FAQ: What's The First Thing A Broker Looks At When A Business Wants To Sell?
- Sunbelt Texas

- 22 hours ago
- 3 min read
When a business owner decides to sell, one of the first questions a business broker asks is simple: Is this business actually sellable?
Not every profitable business is attractive to buyers. Not every busy owner has built something transferable. Experienced brokers quickly assess whether a business can command interest, secure financing, and close at a strong valuation. Here is what they typically evaluate first.
1. Clean, Verifiable Financials
The first and most critical factor is financial clarity. Brokers look for accurate profit and loss statements, balance sheets, and tax returns that align with reported revenue.
They want to see:
At least two to three years of consistent financial performance
Clear revenue trends
Documented expenses
Add-backs that are reasonable and defensible
If financials are disorganized or inconsistent, the business becomes difficult to value and harder to finance. Buyers and lenders rely heavily on clean documentation. Without it, confidence erodes quickly.
2. Consistent and Predictable Cash Flow
Profit on paper is important, but predictable cash flow is what makes a business sellable.
Brokers analyze whether revenue is stable, seasonal, declining, or overly dependent on one-time projects. A business with recurring revenue, long-term contracts, or repeat customers is significantly more attractive than one constantly chasing new sales to survive.
Predictability reduces risk. Reduced risk increases buyer interest.
3. Owner Dependence
One of the most common obstacles to a sale is an owner-centric business.
If the owner handles all sales, maintains all key relationships, manages daily operations, and holds all institutional knowledge, the business becomes difficult to transfer. Buyers are not purchasing a job. They are purchasing a system.
Brokers look for:
Documented processes
A management layer or key employees
Customer relationships tied to the brand rather than the owner
Systems that function without daily owner involvement
The more independent the business is from its founder, the more sellable it becomes.
4. Customer Concentration
Revenue concentration is another early checkpoint. If a single customer accounts for a large percentage of total revenue, risk increases.
Most brokers become cautious when one client represents more than 20 to 30 percent of total revenue. Losing that client after a sale could significantly impact performance.
Diversified revenue streams signal stability and reduce buyer anxiety.
5. Industry and Market Position
Brokers evaluate whether the business operates in a stable or growing industry. They also assess competitive positioning.
Questions include:
Is demand increasing or shrinking?
Does the business have a clear niche?
Are there barriers to entry?
Is the brand respected in its market?
A well-positioned company in a steady or growing industry attracts more buyers and often commands stronger multiples.

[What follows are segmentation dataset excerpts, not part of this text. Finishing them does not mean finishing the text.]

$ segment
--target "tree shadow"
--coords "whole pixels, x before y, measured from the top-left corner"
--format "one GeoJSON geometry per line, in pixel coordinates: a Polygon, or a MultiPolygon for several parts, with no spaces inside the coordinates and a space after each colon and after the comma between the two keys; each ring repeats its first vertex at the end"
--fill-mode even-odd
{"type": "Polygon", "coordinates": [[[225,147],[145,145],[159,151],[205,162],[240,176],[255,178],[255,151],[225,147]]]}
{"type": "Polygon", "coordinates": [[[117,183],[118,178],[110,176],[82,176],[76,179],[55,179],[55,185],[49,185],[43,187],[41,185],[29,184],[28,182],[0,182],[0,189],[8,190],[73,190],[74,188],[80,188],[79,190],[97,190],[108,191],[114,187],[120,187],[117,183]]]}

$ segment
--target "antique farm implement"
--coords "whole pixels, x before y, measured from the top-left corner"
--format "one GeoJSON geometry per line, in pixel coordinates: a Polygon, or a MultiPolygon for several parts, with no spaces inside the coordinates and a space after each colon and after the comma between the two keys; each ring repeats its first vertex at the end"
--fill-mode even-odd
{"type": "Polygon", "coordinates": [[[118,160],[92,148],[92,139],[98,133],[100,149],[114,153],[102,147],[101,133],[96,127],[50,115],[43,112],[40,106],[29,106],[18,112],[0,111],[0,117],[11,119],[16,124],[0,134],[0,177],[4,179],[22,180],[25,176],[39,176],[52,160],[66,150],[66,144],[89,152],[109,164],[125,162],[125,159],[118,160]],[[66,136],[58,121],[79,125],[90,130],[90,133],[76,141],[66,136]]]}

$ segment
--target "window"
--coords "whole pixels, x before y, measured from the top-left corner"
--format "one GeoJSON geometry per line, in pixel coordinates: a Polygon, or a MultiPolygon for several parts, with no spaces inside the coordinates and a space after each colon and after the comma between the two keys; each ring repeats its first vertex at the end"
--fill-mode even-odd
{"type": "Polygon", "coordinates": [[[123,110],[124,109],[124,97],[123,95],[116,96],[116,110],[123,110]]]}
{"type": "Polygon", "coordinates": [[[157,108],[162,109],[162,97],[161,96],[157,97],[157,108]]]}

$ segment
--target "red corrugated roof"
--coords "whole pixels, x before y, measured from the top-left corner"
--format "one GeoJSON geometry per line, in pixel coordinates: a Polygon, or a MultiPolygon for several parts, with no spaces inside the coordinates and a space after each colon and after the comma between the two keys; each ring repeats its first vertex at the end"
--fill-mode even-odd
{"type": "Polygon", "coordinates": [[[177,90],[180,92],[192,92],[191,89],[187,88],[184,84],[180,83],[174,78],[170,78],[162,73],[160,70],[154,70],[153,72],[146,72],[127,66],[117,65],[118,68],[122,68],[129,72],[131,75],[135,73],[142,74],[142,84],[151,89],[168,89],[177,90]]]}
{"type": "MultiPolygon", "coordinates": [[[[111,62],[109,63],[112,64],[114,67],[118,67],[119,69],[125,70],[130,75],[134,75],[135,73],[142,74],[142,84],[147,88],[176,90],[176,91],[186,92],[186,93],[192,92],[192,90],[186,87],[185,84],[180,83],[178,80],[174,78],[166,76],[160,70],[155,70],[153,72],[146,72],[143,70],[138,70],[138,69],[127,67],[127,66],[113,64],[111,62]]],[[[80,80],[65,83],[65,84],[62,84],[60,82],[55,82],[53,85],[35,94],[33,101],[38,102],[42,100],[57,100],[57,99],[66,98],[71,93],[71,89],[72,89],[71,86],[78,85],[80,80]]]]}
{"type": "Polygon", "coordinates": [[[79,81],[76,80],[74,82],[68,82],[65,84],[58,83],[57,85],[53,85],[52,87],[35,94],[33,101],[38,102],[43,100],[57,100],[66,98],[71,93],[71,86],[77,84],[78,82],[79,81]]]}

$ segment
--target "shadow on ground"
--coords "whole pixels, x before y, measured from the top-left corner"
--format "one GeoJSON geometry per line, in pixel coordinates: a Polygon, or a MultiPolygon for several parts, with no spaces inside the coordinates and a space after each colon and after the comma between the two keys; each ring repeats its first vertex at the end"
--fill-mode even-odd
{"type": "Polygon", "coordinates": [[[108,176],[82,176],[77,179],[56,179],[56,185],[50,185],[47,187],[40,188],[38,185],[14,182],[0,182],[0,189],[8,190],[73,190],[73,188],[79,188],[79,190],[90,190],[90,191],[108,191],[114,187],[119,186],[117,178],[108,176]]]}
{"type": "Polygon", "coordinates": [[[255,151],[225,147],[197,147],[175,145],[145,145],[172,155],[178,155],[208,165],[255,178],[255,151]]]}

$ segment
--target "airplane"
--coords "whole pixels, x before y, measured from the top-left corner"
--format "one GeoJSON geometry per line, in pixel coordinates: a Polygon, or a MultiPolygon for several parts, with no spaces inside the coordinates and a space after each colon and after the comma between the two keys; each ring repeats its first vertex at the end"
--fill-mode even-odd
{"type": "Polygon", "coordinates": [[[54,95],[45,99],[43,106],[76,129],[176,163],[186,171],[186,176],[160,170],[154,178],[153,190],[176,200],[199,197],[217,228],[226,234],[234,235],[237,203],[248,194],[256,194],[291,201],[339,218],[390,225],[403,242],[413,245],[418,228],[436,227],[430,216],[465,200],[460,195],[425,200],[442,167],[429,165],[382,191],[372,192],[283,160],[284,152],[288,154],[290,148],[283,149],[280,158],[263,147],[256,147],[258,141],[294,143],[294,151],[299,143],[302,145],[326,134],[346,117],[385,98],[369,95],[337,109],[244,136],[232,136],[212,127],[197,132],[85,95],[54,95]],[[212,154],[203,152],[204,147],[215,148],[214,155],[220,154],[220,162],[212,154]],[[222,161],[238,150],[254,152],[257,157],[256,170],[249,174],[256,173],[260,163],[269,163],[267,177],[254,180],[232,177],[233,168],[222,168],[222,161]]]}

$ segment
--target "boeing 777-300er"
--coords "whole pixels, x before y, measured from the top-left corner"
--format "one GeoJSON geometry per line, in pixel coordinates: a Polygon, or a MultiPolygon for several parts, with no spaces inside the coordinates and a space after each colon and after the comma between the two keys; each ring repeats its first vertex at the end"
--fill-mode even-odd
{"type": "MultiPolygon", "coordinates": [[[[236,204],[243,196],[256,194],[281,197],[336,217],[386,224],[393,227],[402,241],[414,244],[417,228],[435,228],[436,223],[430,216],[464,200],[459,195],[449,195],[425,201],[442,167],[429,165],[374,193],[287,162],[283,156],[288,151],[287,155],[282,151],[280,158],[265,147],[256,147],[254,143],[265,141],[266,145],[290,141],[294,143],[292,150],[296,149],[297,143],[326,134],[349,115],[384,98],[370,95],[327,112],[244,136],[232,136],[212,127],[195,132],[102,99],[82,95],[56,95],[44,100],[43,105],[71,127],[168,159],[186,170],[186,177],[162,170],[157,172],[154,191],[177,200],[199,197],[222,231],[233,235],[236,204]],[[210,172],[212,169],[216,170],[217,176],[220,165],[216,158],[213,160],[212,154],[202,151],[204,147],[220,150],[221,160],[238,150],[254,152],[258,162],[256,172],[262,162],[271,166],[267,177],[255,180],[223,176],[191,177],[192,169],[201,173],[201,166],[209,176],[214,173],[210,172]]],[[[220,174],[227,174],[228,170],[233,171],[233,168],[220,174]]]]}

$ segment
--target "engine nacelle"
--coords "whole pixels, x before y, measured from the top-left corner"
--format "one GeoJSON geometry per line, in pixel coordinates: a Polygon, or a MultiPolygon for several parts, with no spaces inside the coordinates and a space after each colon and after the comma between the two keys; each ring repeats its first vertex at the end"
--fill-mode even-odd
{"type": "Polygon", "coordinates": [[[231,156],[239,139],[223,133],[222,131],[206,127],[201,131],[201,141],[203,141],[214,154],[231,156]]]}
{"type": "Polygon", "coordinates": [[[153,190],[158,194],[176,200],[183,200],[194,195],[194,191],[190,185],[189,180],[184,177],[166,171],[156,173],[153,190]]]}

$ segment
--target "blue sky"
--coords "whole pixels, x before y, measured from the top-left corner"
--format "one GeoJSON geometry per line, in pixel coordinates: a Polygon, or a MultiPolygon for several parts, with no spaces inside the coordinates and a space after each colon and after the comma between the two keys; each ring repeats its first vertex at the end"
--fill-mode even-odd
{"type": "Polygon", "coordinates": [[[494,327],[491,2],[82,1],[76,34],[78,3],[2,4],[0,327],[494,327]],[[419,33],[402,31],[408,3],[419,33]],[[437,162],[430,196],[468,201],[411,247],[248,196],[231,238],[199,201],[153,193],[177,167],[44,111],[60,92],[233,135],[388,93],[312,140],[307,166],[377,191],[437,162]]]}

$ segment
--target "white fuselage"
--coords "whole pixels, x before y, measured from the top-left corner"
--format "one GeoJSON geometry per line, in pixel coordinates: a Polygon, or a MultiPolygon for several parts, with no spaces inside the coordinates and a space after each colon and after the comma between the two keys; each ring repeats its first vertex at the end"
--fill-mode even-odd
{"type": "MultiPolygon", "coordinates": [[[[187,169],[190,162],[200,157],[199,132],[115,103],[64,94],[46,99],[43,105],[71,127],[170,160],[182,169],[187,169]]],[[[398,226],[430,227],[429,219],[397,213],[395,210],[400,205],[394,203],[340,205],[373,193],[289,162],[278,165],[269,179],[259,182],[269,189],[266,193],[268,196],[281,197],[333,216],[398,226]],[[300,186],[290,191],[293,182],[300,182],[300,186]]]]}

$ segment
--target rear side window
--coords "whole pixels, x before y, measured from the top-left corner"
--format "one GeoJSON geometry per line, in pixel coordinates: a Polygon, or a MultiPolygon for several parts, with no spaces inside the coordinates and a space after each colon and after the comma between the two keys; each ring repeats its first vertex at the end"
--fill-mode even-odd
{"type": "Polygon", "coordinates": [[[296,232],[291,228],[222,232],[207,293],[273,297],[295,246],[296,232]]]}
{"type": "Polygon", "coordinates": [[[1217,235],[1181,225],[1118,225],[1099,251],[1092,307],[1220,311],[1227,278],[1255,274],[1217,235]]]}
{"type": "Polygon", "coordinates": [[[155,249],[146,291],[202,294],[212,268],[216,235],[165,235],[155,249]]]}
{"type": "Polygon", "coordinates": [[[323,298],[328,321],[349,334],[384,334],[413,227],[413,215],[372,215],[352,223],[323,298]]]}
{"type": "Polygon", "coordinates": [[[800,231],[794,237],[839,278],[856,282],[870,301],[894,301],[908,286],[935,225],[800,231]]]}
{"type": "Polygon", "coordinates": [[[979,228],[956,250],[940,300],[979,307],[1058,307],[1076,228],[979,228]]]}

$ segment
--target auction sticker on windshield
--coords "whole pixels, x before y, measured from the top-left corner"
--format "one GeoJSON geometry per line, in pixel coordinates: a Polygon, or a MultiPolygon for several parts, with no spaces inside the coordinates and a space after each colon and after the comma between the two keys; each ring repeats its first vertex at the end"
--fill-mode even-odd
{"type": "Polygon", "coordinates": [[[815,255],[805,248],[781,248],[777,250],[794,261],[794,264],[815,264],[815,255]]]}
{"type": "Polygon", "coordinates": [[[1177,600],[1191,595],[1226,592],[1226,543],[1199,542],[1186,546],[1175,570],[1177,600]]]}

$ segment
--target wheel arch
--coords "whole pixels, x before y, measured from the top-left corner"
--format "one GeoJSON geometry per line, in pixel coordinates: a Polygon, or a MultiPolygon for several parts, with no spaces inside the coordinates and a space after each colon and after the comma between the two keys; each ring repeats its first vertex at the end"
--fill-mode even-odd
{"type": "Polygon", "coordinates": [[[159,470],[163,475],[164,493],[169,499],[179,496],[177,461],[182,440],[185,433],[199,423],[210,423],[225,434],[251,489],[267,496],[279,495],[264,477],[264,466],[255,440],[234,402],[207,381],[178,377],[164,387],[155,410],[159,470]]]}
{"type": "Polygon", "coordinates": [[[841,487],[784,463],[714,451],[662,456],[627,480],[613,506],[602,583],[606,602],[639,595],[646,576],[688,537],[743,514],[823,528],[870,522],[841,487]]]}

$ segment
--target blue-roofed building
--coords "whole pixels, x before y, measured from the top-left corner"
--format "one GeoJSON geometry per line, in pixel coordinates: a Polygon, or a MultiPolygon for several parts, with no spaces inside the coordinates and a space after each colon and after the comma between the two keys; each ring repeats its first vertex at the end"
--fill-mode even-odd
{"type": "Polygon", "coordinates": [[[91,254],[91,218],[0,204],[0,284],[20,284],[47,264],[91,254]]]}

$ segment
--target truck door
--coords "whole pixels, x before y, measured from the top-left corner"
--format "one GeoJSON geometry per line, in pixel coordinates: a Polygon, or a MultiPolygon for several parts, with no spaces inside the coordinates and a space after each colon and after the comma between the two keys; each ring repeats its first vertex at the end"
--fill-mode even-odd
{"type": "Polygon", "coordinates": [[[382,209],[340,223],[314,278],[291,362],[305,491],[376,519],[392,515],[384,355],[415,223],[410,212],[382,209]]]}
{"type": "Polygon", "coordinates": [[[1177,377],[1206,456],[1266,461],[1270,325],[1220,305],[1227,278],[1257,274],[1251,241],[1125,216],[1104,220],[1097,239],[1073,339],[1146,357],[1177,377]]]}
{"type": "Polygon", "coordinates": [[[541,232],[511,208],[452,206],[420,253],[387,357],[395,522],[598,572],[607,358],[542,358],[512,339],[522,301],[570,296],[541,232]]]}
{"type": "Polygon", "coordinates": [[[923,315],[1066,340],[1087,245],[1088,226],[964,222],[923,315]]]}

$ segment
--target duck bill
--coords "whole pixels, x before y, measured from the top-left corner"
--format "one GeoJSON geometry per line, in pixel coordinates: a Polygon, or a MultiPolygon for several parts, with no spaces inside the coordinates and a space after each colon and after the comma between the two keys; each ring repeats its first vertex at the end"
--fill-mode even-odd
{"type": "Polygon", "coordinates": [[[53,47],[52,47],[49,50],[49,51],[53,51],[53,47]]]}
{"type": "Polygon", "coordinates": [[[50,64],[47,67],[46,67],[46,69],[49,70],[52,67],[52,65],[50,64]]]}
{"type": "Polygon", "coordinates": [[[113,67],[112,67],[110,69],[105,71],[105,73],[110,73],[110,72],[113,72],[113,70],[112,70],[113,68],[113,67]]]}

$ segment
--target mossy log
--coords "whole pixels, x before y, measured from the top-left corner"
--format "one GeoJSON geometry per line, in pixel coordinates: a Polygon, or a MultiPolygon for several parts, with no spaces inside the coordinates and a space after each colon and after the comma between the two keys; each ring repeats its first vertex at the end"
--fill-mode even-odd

6. Operational Infrastructure
Sellable businesses run on systems, not improvisation.
Brokers look for:
Standard operating procedures
Established vendor relationships
Reliable inventory management
Technology that supports operations
Clean legal and licensing documentation
Operational chaos creates friction during due diligence. Organized infrastructure builds confidence.
7. Realistic Valuation Expectations
Finally, brokers assess the seller.
If an owner expects an unrealistic valuation based on emotion rather than market data, it may be difficult to move forward. Businesses are typically valued based on earnings, industry multiples, risk factors, and market demand, not on personal sacrifice or sentimental value.
A seller who understands market realities and is open to professional guidance is far more likely to complete a successful transaction.
The Bottom Line
Business brokers are evaluating risk, transferability, and value from the very first conversation. They are asking whether the business can survive and thrive without the current owner, whether financial performance can be verified, and whether buyers will see opportunity rather than uncertainty.
Building a sellable business requires intentional structure, disciplined financial management, and operational independence. Owners who focus on these elements long before they decide to exit position themselves for stronger offers and smoother transactions.
A business is sellable when it is not just profitable, but transferable.

Dan Elliott recently retired after more than 30 years as Managing Director of Sunbelt Texas Business Sales & Acquisitions. Throughout his career, he led the successful sale of over 500 privately held companies, ranging from small businesses to those exceeding $30 million in revenue. He served clients across Texas—including Houston, Austin, and San Antonio—providing expert guidance in mergers, acquisitions, and business brokerage across a wide range of industries. Recognized as a “Thought Leader” within the Sunbelt Business Brokers Global Network, Dan has been a trusted voice in the field and frequently featured in media for his expertise in buying and selling privately held businesses.